Immer wieder ist vom Ausbau von Straßen und Gehwegen in und um Zehdenick die Rede, kürzlich erst von den Vorhaben in Klein-Mutz und Kappe. Es werden asphaltierte Straßen und barrierefreie Gehwege mit guter Beleuchtung angelegt.

Angeblich fehlt das Geld für den Ausbau

„Für die Anwohner ist das sehr erfreulich. Für mich und einige andere Anwohner der Zehdenicker Gartenstraße wäre es dringend notwendig, auch hier endlich mal den Zustand zu verbessern – aber dafür fehlt angeblich das Geld“, ärgert sich Gartenstraßen-Anwohnerin Christa Kähler schon lange über den schlechten Zustand von Straße und Gehwegen vor ihrem Haus. Die Gartenstraße gilt mittlerweile als eine der schlechtesten Anwohnerstraßen Zehdenicks. Doch eilig hat es die Stadtpolitik nicht damit, den Zustand zu verbessern.
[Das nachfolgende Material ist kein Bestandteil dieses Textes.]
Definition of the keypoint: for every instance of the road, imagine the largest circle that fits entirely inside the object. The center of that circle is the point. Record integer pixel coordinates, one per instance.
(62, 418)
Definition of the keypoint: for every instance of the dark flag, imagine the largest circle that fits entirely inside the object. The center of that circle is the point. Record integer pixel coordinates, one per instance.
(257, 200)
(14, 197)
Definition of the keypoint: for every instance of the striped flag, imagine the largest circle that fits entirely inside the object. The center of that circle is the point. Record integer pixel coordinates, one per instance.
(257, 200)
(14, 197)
Förderprogramm für den Norden Zehdenicks

„Vor Jahren hieß es, dass jetzt der vernachlässigte Zehdenicker Norden an der Reihe wäre, Gelder würden bereitgestellt. Aber unsere Hoffnung, den katastrophalen Zustand unserer Gartenstraße zu beheben, hat sich leider bisher nicht erfüllt“, klagt die Anwohnerin und erinnert an das Programm Aktive Stadtzentren, wo der Fokus auf den Norden der Stadt liegt. Dabei bestehe gerade in der Gartenstraße dringender Handlungsbedarf, schon aus Gründen der Verkehrssicherungspflicht.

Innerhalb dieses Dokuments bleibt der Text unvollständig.